Can language, math, and intelligence emerge from nothing but survival pressure on a byte grid?
This is a research project exploring whether multi-agent systems can develop language, coordination, proto-economics, and eventually generalized reasoning tabula rasa — with no pretraining, no human language priors, no supervised signal. Just agents, bytes, scarcity, and evolutionary pressure.
Think of it as asking: what would AlphaGo Zero for LLMs look like? AGZ threw away human game knowledge and rediscovered Go by self-play. We want to throw away human language and knowledge and have agents rediscover communication, tool use, and abstract concepts by interacting with each other in a world where survival depends on figuring things out together.

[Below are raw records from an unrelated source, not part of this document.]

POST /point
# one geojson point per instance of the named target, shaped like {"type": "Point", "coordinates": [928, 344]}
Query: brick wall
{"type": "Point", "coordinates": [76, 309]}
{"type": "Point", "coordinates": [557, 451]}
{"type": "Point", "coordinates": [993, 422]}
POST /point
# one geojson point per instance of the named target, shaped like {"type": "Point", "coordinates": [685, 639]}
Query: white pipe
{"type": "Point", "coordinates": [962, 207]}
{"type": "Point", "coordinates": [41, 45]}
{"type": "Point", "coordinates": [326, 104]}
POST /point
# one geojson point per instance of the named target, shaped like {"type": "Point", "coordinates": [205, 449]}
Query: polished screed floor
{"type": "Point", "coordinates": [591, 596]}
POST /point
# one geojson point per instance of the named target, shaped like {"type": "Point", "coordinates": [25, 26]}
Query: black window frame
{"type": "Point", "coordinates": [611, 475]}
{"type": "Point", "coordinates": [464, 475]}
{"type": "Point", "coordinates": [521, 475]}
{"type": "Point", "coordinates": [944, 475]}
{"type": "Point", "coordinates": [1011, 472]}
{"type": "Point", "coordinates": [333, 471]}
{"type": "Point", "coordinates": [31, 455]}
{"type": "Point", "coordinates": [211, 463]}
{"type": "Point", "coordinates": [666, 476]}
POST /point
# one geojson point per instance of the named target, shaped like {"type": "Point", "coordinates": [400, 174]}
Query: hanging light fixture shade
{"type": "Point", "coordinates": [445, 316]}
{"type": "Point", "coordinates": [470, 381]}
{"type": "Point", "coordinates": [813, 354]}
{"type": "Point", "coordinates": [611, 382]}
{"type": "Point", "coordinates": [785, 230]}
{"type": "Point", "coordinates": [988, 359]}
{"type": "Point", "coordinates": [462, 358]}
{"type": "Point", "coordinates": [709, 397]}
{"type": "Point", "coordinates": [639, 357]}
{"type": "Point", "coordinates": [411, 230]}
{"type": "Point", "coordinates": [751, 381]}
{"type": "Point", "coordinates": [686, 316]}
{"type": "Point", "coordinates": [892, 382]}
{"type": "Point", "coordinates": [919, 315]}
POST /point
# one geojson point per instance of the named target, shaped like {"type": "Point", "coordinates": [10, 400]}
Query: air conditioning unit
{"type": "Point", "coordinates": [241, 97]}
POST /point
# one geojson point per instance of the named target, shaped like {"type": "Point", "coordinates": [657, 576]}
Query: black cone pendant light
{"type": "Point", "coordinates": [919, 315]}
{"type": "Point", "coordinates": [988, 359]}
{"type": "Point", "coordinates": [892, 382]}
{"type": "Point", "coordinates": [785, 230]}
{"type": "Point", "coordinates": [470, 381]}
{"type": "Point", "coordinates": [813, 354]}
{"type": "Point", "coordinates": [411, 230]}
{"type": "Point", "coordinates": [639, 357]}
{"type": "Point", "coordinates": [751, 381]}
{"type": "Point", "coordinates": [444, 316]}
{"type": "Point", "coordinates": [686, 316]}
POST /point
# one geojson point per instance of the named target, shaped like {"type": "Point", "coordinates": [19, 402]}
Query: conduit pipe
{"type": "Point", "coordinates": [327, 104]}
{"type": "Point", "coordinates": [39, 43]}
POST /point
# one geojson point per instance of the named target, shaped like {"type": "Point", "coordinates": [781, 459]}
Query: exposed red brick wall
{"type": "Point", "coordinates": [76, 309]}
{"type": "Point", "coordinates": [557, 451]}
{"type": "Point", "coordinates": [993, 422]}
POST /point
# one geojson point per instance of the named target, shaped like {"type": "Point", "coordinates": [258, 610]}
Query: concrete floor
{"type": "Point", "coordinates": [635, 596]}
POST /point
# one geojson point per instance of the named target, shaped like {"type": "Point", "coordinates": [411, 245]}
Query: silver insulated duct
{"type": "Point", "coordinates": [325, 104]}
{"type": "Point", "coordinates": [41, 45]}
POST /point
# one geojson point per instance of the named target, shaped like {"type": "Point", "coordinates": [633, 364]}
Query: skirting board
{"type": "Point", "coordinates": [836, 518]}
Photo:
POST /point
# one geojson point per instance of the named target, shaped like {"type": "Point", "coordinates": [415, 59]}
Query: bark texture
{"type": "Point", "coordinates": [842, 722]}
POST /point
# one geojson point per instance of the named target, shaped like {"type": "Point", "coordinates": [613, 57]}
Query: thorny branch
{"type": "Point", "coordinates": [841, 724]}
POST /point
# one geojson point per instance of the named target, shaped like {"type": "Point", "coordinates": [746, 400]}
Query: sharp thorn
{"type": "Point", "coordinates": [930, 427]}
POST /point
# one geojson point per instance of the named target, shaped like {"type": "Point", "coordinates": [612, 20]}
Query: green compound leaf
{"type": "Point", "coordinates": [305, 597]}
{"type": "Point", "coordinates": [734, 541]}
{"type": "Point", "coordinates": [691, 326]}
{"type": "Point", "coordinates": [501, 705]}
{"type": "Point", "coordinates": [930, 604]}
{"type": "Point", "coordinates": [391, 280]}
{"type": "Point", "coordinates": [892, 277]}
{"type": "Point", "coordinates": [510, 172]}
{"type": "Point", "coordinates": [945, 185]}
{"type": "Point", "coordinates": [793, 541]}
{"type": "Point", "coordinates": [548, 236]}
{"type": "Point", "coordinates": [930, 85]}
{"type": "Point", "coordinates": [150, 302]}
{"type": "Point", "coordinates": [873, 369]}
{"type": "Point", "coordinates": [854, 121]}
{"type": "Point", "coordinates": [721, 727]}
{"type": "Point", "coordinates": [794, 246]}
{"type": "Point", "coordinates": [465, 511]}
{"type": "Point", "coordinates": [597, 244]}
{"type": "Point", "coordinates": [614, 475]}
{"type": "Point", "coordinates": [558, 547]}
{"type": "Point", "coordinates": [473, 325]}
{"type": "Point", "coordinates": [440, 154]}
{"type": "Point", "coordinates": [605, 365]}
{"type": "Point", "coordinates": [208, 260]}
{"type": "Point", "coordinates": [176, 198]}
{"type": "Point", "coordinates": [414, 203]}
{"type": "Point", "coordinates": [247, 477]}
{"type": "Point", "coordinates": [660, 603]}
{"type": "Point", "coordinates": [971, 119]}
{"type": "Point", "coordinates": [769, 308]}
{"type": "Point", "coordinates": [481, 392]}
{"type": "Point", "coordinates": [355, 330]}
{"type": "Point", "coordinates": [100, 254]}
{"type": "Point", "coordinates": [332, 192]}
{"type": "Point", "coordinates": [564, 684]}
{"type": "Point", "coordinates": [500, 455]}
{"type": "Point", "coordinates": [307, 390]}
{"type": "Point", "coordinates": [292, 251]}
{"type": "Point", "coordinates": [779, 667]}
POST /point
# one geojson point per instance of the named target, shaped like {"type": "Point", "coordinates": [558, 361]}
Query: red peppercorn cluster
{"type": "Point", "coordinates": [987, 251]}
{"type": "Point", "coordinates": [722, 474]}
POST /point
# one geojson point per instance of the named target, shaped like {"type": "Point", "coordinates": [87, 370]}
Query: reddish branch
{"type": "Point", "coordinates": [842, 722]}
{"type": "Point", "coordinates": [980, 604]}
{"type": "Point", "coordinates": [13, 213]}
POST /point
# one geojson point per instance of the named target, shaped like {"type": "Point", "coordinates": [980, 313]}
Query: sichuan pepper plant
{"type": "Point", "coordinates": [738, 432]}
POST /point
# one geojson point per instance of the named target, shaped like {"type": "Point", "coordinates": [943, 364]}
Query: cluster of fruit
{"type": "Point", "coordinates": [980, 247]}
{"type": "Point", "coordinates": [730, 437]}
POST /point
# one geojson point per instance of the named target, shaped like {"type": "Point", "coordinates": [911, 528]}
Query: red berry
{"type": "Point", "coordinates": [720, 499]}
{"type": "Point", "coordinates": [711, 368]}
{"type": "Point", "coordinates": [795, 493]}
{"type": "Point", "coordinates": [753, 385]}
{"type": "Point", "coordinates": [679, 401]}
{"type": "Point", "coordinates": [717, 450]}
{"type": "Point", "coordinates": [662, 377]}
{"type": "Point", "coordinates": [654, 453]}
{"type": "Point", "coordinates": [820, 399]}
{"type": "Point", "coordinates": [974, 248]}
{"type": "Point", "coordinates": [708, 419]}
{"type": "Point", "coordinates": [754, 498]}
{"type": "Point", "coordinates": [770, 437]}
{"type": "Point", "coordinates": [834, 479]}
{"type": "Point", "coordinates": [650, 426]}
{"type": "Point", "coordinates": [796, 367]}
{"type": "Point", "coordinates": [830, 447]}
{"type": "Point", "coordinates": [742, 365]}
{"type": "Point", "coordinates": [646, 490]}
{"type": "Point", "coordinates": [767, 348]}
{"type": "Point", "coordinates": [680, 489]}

It's JAX + Flax, designed for TPU pods (works on GPU/CPU too), and uses evolutionary strategies rather than gradient-based RL so credit assignment across long horizons and multi-agent interactions is cleanly handled.
Most work on emergent communication uses referential games — Lewis signaling, Rosetta-stone setups, cooperative navigation. The languages that emerge in those settings are real but narrow: they're solutions to a specific optimization problem, not open-ended systems that could support reasoning about novel concepts.
The bet here is different. If you build a world with:
- Genuine scarcity (agents die without food)
- Information asymmetry (no two agents see exactly the same things)
- Combinatorial discovery (crafting recipes you don't know a priori)
- A persistent writing substrate (bytes on the ground that stay there)
- A transient speech substrate (audio that decays)
- Heterogeneous "species" that must coordinate across different roles
...then some form of communication should be instrumentally useful. And if communication is useful, selection will favor it. The long-term hope is that language in this setting won't just be a one-task code — it will carry information about the world that agents can recombine, store, and pass along. That's the substrate on which reasoning can grow.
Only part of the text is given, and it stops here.